Начиная с самоубийства, позвольте мне заявить, что я ограничиваю свои наблюдения только сэппуку или каппуку, популярно известным как харакири, что означает самосожжение путем вспарывания живота. «Вспарывание живота? Как абсурдно!» — так кричат те, для кого это название ново. Как бы абсурдно странно это ни звучало поначалу для иностранных ушей, это не может быть таким уж чуждым для студентов Шекспира, который вкладывает эти слова в уста Брута: «Твой (Цезаря) дух бродит повсюду и превращает наши мечи в наши собственные внутренности». Послушайте современного английского поэта, который в своем «Свете Азии» говорит о мече, пронзающем внутренности королевы: никто не винит его за плохой английский или нарушение скромности. Или, чтобы привести еще один пример, посмотрите на картину Гверчино о смерти Катона в Палаццо Росса в Генуе. Тот, кто читал лебединую песню, которую Аддисон заставляет петь Катона, не будет насмехаться над мечом, наполовину погруженным в его живот. В наших умах этот способ смерти связан с примерами благороднейших дел и самого трогательного пафоса, так что ничто отталкивающее, тем более смехотворное, не портит наше представление о нем. Так чудесна преобразующая сила добродетели, величия, нежности, что самая подлая форма смерти обретает возвышенность и становится символом новой жизни, иначе — знак, который увидел Константин, не покорил бы мир!
Не только из-за посторонних ассоциаций сэппуку теряет в нашем сознании какой-либо налет абсурдности; ибо выбор этой конкретной части тела для операции основывался на старом анатомическом убеждении относительно места души и привязанностей. Когда Моисей писал о том, как «внутренности Иосифа воспламенились любовью к брату его», или Давид молил Господа не забывать его внутренности, или когда Исаия, Иеремия и другие вдохновенные люди древности говорили о «звучании» или «волнении» внутренностей, они все и каждый подтверждали веру, распространенную среди японцев, что в животе заключена душа. Семиты обычно говорили о печени, почках и окружающем жире как о месте эмоций и жизни. Термин «хара» был более всеобъемлющим, чем греческий «френ» или «тюмос», и японцы, и эллины одинаково думали, что дух человека обитает где-то в этой области. Такое понятие отнюдь не ограничивается народами древности. Французы, несмотря на теорию, выдвинутую одним из их самых выдающихся философов, Декартом, о том, что душа расположена в шишковидной железе, все еще настаивают на использовании термина «ventre» в смысле, который, если анатомически слишком расплывчат, тем не менее физиологически значим. Точно так же «entrailles» означает в их языке привязанность и сострадание. И такая вера не является простым суеверием, будучи более научной, чем общая идея делать сердце центром чувств. Не спрашивая монаха, японцы знали лучше Ромео, «в какой подлой части этой анатомии обитает имя человека». Современные неврологи говорят о брюшном и тазовом мозге, обозначая тем самым симпатические нервные центры в тех частях, которые сильно подвержены любому психическому действию. Как только этот взгляд на ментальную физиологию принят, силлогизм сэппуку легко построить. «Я открою место своей души и покажу вам, как оно поживает. Посмотрите сами, загрязнено оно или чисто».

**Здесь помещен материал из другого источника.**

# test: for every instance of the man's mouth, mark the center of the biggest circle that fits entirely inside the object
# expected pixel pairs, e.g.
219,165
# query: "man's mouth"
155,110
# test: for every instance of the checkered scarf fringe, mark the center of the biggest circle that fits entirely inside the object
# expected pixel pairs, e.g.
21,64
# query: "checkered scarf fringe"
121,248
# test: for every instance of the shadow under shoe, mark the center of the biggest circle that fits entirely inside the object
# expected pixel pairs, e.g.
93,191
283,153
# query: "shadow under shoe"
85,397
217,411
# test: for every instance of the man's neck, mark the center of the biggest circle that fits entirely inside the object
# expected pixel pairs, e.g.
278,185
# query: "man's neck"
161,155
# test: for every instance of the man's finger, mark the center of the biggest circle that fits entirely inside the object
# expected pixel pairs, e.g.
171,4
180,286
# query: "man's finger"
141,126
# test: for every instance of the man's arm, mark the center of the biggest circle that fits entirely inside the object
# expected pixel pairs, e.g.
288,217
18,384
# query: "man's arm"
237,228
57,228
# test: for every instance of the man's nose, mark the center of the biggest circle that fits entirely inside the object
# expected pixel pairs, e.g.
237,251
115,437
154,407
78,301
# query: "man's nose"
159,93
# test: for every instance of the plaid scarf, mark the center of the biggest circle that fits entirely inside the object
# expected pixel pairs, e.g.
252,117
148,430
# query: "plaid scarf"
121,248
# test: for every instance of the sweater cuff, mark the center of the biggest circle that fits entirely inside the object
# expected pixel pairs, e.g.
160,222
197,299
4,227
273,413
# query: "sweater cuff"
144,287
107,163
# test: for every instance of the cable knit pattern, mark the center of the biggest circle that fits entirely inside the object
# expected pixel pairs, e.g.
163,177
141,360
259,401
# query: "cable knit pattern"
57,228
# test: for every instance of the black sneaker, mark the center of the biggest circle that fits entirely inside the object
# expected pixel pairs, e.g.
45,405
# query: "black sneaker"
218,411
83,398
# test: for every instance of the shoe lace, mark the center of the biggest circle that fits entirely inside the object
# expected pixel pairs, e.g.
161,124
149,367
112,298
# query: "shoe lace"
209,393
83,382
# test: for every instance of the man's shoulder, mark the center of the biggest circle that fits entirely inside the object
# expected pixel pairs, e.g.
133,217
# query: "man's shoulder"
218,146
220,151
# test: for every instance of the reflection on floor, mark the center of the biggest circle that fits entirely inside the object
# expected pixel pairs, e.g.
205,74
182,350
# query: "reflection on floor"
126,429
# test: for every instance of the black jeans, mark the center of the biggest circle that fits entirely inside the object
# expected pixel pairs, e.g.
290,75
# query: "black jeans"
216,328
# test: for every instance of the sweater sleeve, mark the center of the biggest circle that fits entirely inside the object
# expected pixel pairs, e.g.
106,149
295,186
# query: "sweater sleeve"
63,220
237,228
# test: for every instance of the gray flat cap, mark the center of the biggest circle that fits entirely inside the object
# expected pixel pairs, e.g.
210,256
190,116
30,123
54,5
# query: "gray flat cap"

Я не хочу, чтобы меня поняли как утверждающего религиозное или даже моральное оправдание самоубийства, но высокая оценка, возлагаемая на честь, была достаточным оправданием для многих для лишения себя жизни. Сколько людей согласились с мнением, выраженным Гартом,
“When honor’s lost, ’tis a relief to die;
Death’s but a sure retreat from infamy,”
и с улыбкой предали свои души забвению! Смерть, когда была замешана честь, принималась в Бусидо как ключ к решению многих сложных проблем, так что для амбициозного самурая естественный уход из жизни казался довольно скучным делом и завершением, которого не стоило желать. Я смею сказать, что многие хорошие христиане, если только они достаточно честны, признаются в очаровании, если не в положительном восхищении, возвышенным самообладанием, с которым Катон, Брут, Петроний и множество других древних достойных мужей закончили свое собственное земное существование. Слишком ли смело намекать, что смерть первого из философов была отчасти самоубийственной? Когда нам так подробно рассказывают его ученики, как их учитель добровольно подчинился мандату государства — который, как он знал, был морально ошибочным — вопреки возможностям побега, и как он взял чашу с болиголовом в свою собственную руку, даже предлагая возлияние из ее смертоносного содержимого, не усматриваем ли мы во всем его поведении и манере акт самосожжения? Здесь нет физического принуждения, как в обычных случаях казни. Правда, вердикт судей был обязательным: он гласил: «Ты должен умереть — и притом своей собственной рукой». Если самоубийство означало не более чем смерть от собственной руки, Сократ был ясным случаем самоубийства. Но никто не обвинил бы его в этом преступлении; Платон, который был против него, не назвал бы своего учителя самоубийцей.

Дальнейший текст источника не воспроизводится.